Oh, he's died; thanks so much quarries, thanks so much heights. But he rushes through life with a degree of certainty he knows humans can't afford- if he cracks his skull, sure, most times, there's another skull waiting in the wings. It might be attached to unfortunate scalp dryness and a tendency to sunburn easily; but it's a spare skull. He just tries not to die excessively or often.

But death is different. Death is real. Death is the gaping darkness at the back of every ape-mind, pushing them faster into the fall. Death is the end of fragile eyes and tongues and teeth, bitten fingernails, heartbeats; death is broken bones and gasping lungs and nothing- nothing- after death is certain.

He wonders if he'll welcome it, the last great adventure.

He knows she won't.

"I'm here to watch you die," he blurts out, before he can stop himself. "I'm sorry. But it's true."

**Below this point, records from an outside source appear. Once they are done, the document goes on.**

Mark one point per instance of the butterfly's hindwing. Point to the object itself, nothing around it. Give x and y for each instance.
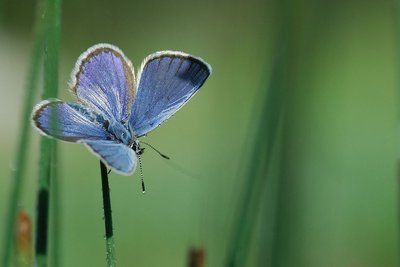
(103, 79)
(115, 155)
(73, 121)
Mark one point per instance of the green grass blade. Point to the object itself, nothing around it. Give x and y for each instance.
(18, 175)
(47, 164)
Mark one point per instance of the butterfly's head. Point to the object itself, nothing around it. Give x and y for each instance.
(135, 145)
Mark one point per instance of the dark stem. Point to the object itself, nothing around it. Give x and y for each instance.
(107, 216)
(106, 200)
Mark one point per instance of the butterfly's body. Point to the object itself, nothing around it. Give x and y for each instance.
(114, 109)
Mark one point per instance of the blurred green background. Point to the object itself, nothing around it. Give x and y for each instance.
(329, 196)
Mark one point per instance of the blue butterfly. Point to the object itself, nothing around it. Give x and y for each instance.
(114, 108)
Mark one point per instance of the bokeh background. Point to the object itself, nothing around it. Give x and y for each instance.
(287, 156)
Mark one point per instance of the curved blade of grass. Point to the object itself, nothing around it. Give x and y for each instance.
(265, 153)
(47, 164)
(18, 174)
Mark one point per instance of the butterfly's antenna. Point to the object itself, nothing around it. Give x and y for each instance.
(141, 174)
(156, 150)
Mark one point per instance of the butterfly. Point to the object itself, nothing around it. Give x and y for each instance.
(115, 108)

She's staring at him with that face, head tilted to the side; her hands still in rubber gloves and her lab coat askew and her mouth red from kissing him, just a second ago. They've only had two minutes and thirty-three seconds together so far, and he's already gone and fucked it up.

"I thought you didn't do that sort of thing," she says, but kindly; and it makes so much sense. She understands him, maybe always did. "You said you can't see that happen."

"I did say that." He leans into her and Rose folds neatly into him, still an origami star in her orbit. Her arms around him are tight and secure, though they'll only last so long. "It's a polite fiction. I told myself that if I wasn't there, it didn't happen. I don't think of them as dead," he adds, "the others. I never thought of them that way. I pretended."

"What's different ?" she says, into his shirtfront, bless her silly human heart. Always needing that distinction.

"You," he says. "You'll stay. I'll know. I want to know. Everything. It was rubbish, not knowing."

"You're so cheerful." She giggles, if a little hysterically. When she looks up at him, it's as if he can see her whole life. Cups of tea. Sprained ankles. Grocery lists and headaches. Galaxies. Frostbite. Shopping, pub quizzes, cereal, alien ferns, fingernails. Shoelaces. Television. Running too fast and getting a cramp. Pistachio ice cream. Him. And the end, yes, that comes. It all looks wonderful. "You're wrong, though. You've got a long wait to watch me die."

"I've got nowhere to be," he says, against her forehead.